Howard Phillips Lovecraft is, like S&M, Morris Dancing and Death Metal, not for everybody. As a writer he was not successful in life, he suffered personal tragedies, had some wacky and downright offensive beliefs and a writing style that as a 1950s Sci Fi magazine editor summarised "… at his best could build a mood of horror unsurpassed; at his worst, he was laughable.”
All true and yet he links 19th and 20th century horror like no other, he is the bridge between Edger Allen Poe and Stephen King, his imitators and devotees are many and famous and he has some of the best story titles in literature.
1931’s At The Mountains Of Madness being a perfect example.
A couple of interesting things about Lovecraft’s writing. He loves the first person. He wants you, the reader, to be in the narrator’s head, to know what he is thinking and more importantly seeing and feeling. Also Lovecraft hates dialogue, maybe he thought he was no good at writing it but the lack of it is an interesting and definite feature of his writing.
What he did love was science. He was a keen amateur astronomer and you can see the interest in the detailed descriptions of scientific and engineering procedures in this story. That cool descriptive style provides a valuable contrast to the fevered prose he uses as he ratchets up the dread when the unimaginable is encountered. The key word is dread. Lovecraft likes the slow and steady build from unease to discomfort and finally to dread.
Of course when he hits his stride and the plot is just right, the sheer force of his imagination and the conviction in the delivery is irresistible.
And in At The Mountains Of Madness he has the story just right.
The story tells of a disastrous, scientific expedition to Antarctica. The narrator, one of the two survivors, details a series of nightmare events in the hope of stopping a return expedition.
What happened to the expedition is prime Lovecraft. The discovery of a vast ancient city built by barely imaginable aliens from eons past, their rivalry with other cosmic visitors, hideous creatures still living deep under the earth, and brooding over it all, the hint of a neighbouring, larger, infinite horror beyond human comprehension.
His favourite themes are here. The complete insignificance of mankind in an uncaring and hostile universe, his love of science, his atheism, alleged dislike of the cold and his concerns around racial and cultural purity.
And Lovecraft’s unique prose style of course. Who else could, after listing his narrator’s protests that what he was seeing was indescribable then come up with a sentence like the following?
“We were on the track ahead as the nightmare plastic column of fetid black iridescence oozed tightly onward through its fifteen-foot sinus; gathering unholy speed and driving before it a spiral, rethickening cloud of pallid abyss-vapour.”

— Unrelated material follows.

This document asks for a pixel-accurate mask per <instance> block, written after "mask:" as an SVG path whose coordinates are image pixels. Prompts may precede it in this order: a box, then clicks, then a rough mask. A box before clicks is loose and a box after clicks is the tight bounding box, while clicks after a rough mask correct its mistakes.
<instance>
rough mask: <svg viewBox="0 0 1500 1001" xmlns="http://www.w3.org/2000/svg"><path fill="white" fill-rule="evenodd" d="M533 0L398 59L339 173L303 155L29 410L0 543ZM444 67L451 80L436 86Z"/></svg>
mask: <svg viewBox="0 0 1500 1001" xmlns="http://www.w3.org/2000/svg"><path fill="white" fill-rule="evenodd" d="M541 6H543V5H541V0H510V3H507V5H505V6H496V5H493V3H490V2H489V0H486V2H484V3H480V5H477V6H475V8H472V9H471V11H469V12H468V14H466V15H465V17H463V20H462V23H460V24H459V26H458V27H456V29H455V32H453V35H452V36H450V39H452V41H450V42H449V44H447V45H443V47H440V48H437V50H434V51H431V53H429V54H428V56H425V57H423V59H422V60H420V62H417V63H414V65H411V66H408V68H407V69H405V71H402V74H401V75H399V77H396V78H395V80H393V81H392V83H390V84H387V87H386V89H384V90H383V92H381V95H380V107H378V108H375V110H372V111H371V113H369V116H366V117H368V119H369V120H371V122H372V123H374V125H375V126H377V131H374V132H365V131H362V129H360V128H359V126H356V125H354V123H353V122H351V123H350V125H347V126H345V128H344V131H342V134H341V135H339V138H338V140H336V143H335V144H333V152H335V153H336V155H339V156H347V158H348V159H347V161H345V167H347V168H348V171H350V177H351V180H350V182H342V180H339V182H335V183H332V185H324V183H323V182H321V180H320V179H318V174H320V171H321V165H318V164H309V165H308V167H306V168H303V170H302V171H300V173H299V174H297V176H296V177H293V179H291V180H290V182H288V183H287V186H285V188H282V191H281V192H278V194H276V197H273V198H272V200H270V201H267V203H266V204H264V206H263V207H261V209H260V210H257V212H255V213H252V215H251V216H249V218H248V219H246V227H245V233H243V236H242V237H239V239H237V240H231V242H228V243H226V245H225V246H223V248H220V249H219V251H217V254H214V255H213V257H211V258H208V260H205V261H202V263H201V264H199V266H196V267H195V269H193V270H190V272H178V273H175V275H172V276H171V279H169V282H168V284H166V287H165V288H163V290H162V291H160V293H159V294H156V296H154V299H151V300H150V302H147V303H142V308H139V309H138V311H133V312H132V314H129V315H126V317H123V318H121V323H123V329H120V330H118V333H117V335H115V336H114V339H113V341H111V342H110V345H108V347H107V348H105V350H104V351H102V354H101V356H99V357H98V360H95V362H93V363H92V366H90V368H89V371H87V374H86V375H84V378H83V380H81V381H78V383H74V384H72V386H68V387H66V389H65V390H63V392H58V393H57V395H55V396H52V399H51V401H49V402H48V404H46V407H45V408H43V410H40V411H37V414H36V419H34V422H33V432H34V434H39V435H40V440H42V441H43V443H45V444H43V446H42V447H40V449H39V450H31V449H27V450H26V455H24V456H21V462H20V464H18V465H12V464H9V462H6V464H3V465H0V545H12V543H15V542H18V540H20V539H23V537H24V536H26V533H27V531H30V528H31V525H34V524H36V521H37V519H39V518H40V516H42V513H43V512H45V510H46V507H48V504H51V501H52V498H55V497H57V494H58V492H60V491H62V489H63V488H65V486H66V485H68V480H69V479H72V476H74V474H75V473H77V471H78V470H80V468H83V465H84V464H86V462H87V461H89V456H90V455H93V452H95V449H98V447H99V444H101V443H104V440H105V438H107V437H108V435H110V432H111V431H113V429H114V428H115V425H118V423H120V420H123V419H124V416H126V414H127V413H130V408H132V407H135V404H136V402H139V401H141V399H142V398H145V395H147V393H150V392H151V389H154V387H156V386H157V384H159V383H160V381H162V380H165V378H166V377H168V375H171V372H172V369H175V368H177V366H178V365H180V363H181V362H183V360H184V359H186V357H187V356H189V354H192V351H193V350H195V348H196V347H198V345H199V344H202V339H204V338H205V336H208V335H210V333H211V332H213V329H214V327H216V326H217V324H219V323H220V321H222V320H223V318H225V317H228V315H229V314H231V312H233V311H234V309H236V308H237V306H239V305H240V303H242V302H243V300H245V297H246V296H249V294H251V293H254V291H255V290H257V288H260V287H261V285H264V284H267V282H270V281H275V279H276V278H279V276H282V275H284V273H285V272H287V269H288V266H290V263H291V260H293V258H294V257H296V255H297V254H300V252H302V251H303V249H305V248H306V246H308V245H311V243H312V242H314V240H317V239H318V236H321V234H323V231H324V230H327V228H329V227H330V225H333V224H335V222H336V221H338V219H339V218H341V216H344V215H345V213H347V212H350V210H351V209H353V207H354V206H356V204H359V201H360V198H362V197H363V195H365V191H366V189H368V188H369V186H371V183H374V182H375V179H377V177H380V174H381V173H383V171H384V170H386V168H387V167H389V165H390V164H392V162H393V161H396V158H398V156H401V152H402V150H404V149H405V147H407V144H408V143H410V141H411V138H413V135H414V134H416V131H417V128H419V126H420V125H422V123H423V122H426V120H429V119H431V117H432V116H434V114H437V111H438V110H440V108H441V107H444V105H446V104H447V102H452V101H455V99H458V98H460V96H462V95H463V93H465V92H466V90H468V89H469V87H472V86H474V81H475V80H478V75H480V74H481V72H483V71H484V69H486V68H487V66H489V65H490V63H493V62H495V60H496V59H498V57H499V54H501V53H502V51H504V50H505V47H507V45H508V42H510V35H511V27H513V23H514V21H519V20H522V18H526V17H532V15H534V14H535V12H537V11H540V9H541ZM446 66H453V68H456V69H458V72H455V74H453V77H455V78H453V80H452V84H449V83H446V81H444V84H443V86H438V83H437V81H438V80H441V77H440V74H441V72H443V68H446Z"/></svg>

Of course there is plenty more of that stuff and after a while it starts to wrap you up like some kind of monster mucous. It becomes less silly, and like any writing in this genre when it is effective, you want to believe. The accompanying short story in the book I have, The Shadow Over Innsmouth explores in more detail Lovecraft’s beliefs regarding miscegenation and the importance of place, in this case the New England region of the USA, in horror writing. The short story is where Lovecraft is at his best. I think the word limit helps curb his worse writing instincts.
Still polarising, still influencing, H.P. Lovecraft and his dark creations remain fascinating and unsettling. Love or hate him, you won’t forget Lovecraft’s At The Mountains Of Madness.